The Australian Bureau of Statistics (ABS) reported a 0.1 percentage point rise in the trimmed mean inflation rate to 2.8% for the month. This comes amid broader economic shifts, with easing pressures on rental and housing costs offering some relief to households.
The Reserve Bank of Australia (RBA) has signalled cautious optimism, though monetary policy adjustments remain uncertain.
Housing Costs Continue to Slow
While inflation saw a modest uptick, housing affordability pressures are showing signs of easing. Rental price growth slowed to 0.3% in January, significantly lower than the 0.7% rate recorded a year earlier, according to the ABS. Additionally, new dwelling price growth fell to 2% annually, its lowest level since June 2021.
The slowdown in housing costs is a crucial factor in broader inflationary trends.
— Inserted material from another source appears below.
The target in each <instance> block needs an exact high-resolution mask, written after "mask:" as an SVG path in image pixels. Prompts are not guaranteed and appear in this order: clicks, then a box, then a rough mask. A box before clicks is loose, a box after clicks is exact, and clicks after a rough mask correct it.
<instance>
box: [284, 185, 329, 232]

National Australia Bank (NAB) economists believe that the inflation data supports their forecast that underlying inflation will remain at 2.8% annually when the more influential quarterly figures are released in April.
This trajectory, they suggest, strengthens the case for a potential interest rate cut by the RBA in May. Despite this, policymakers remain cautious. RBA Governor Michele Bullock has warned that inflation pressures persist and that further rate cuts will depend on continued evidence of sustainable disinflation.
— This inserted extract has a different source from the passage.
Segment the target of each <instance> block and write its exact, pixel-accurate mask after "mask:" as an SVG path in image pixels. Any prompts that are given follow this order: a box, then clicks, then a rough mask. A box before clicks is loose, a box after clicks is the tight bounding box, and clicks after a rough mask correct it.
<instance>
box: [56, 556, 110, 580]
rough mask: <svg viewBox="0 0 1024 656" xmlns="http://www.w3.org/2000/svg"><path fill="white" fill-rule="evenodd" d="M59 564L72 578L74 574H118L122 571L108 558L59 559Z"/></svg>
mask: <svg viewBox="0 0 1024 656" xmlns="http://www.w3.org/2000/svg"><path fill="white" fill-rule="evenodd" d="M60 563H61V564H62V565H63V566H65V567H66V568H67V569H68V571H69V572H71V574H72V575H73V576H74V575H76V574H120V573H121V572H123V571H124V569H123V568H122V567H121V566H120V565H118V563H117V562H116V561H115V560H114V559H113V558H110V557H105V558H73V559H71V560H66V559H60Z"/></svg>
The central bank earlier this month reduced the cash rate to 4.1%, marking its first rate cut in over four years.
Headline Inflation Steadies Amid Economic Shifts
The headline inflation rate remained at 2.5% in January, maintaining its position at the midpoint of the RBA’s target range. This follows two consecutive increases in the Consumer Price Index (CPI) after it hit a low of 2.1% in September and October 2024.
According to ABS head of prices statistics Michelle Marquardt, the primary contributors to inflation were food and non-alcoholic beverages, housing, and alcohol and tobacco. Some analysts had expected a slight increase in CPI to 2.6%, factoring in the reduced impact of electricity rebates in Queensland.
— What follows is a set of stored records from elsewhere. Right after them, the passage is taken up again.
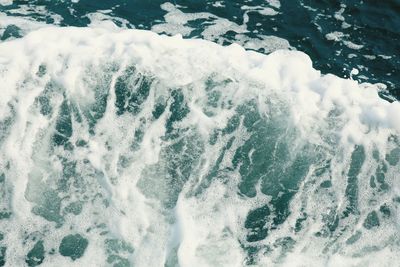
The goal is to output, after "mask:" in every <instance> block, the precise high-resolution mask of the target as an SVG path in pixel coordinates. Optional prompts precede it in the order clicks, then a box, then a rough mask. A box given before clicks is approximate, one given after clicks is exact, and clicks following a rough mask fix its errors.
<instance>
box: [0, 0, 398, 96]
mask: <svg viewBox="0 0 400 267" xmlns="http://www.w3.org/2000/svg"><path fill="white" fill-rule="evenodd" d="M216 2H218V3H220V4H221V5H215V3H216ZM163 3H165V1H160V0H152V1H148V0H145V1H137V0H129V1H115V0H113V1H94V0H80V1H78V2H77V3H74V2H70V1H14V2H13V4H12V5H9V6H0V11H1V12H4V13H5V14H8V15H10V14H12V16H28V17H31V18H34V19H35V20H37V21H44V22H46V23H48V24H52V23H54V19H53V18H52V16H50V14H48V15H46V14H39V13H37V12H35V11H32V12H21V14H19V13H18V12H15V10H18V8H20V7H21V6H31V7H35V8H37V7H45V8H46V9H47V10H48V11H50V12H51V13H53V14H58V15H60V16H61V17H62V21H61V22H60V25H62V26H87V25H88V24H89V23H90V19H89V18H88V17H87V16H86V15H87V14H89V13H95V12H98V11H101V10H110V11H111V12H110V13H108V15H109V16H111V17H115V18H123V19H126V20H127V21H129V23H130V24H129V25H128V27H132V28H139V29H151V27H152V26H153V25H156V24H160V23H163V22H164V15H165V14H166V11H165V10H163V9H162V8H161V7H160V6H161V5H162V4H163ZM271 3H274V2H273V1H272V2H270V3H268V1H260V0H255V1H226V2H225V1H179V0H176V1H174V2H173V4H175V5H177V6H178V7H179V9H180V10H181V11H183V12H185V13H199V12H207V13H211V14H213V15H216V16H217V17H220V18H226V19H228V20H229V21H233V22H235V23H237V24H239V25H241V24H242V23H243V14H244V12H245V10H243V9H242V7H243V6H244V5H247V6H250V7H271ZM342 8H343V11H342V12H340V10H341V9H342ZM274 9H275V10H276V11H277V12H278V14H276V15H274V16H263V15H261V14H260V13H258V12H251V11H250V12H248V16H249V21H248V23H247V31H248V32H246V35H247V36H248V37H250V38H254V39H257V38H259V37H258V36H259V35H266V36H269V35H273V36H277V37H280V38H283V39H286V40H287V41H289V43H290V45H291V46H292V47H294V48H295V49H297V50H300V51H303V52H305V53H307V54H308V55H309V56H310V57H311V59H312V61H313V63H314V67H315V68H316V69H319V70H321V71H322V72H323V73H333V74H336V75H338V76H340V77H349V75H350V71H351V70H352V68H357V69H358V70H359V71H360V74H359V75H358V76H357V77H354V79H358V80H359V81H362V82H363V81H367V82H371V83H383V84H385V85H386V86H387V89H388V90H387V91H385V90H384V91H382V92H380V94H381V96H382V97H384V98H386V99H389V100H391V101H392V100H394V98H393V96H394V97H395V98H397V99H400V89H398V84H399V82H400V76H399V75H398V73H399V71H400V60H399V54H400V1H399V0H387V1H386V0H385V1H376V0H366V1H333V0H322V1H321V0H318V1H316V0H296V1H288V0H286V1H281V2H280V6H279V8H276V7H274ZM13 10H14V12H12V11H13ZM338 12H339V13H340V14H339V17H338V16H337V15H338V14H337V13H338ZM22 13H24V14H22ZM343 22H345V23H346V25H345V26H343ZM115 23H116V24H117V25H118V24H121V23H120V22H119V21H117V20H115ZM207 23H210V22H209V21H205V20H204V19H198V20H195V21H194V22H191V25H190V27H192V28H194V30H193V31H192V32H191V33H190V34H189V35H188V36H185V37H187V38H196V37H201V35H200V33H201V31H202V28H204V26H205V25H207ZM332 32H339V33H341V34H342V35H343V36H344V38H343V39H346V41H350V42H352V43H354V44H357V45H359V46H362V48H360V49H352V48H349V47H347V46H346V45H344V43H343V42H341V41H336V42H335V41H332V40H328V38H327V37H326V35H327V34H329V33H332ZM225 35H226V36H224V37H225V44H226V45H228V44H229V43H233V42H235V41H236V40H235V32H229V31H228V32H227V33H226V34H225ZM18 36H20V34H19V33H18V27H12V25H11V26H8V29H6V30H5V32H4V33H3V36H2V37H1V39H3V40H5V39H7V38H10V37H18ZM259 51H260V52H264V51H263V49H262V48H261V49H259Z"/></svg>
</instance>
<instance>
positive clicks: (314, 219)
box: [0, 26, 400, 266]
mask: <svg viewBox="0 0 400 267" xmlns="http://www.w3.org/2000/svg"><path fill="white" fill-rule="evenodd" d="M0 88H1V89H0V90H1V97H0V147H1V149H0V197H1V203H0V225H1V227H0V244H1V245H0V256H1V257H0V261H2V263H3V265H5V266H26V265H28V266H37V265H39V264H41V265H40V266H247V265H250V266H393V263H394V262H396V259H398V258H399V256H400V239H399V219H400V218H399V205H400V190H399V189H400V188H399V186H398V184H399V182H400V181H399V178H400V177H399V175H398V174H399V172H400V164H399V161H400V139H399V133H400V121H399V120H398V114H400V104H399V103H398V102H396V101H395V102H392V103H390V102H387V101H385V100H383V99H381V98H380V97H379V96H378V92H379V90H380V88H381V85H380V84H369V83H359V82H357V81H355V80H353V79H352V78H349V79H343V78H339V77H337V76H335V75H332V74H321V72H320V71H318V70H316V69H314V68H313V62H312V61H311V60H310V58H309V57H308V56H307V55H306V54H304V53H302V52H299V51H289V50H278V51H275V52H272V53H271V54H269V55H265V54H261V53H257V52H255V51H248V50H246V49H244V48H243V47H242V46H240V45H238V44H232V45H229V46H221V45H219V44H216V43H212V42H209V41H205V40H200V39H184V38H182V36H181V35H175V36H172V37H168V36H165V35H158V34H157V33H154V32H150V31H145V30H132V29H131V30H125V29H120V28H116V27H115V28H107V29H106V28H97V27H94V26H93V27H85V28H75V27H44V28H40V29H37V30H33V31H32V32H29V33H27V34H26V35H25V36H24V37H22V38H19V39H15V40H10V41H5V42H2V43H0Z"/></svg>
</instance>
Marquardt noted that the effect of these rebates had weakened as more households had exhausted their allocated support.
Treasurer Jim Chalmers welcomed the data, describing it as evidence of “substantial and sustained progress” in curbing inflation. He highlighted that headline inflation has remained below 3% for six consecutive months, the longest such streak in nearly four years.
However, Shadow Treasurer Angus Taylor argued that Australians are still struggling with the cost of living. He called for stronger economic management, stating that the government’s policies have not done enough to ease financial pressures on households.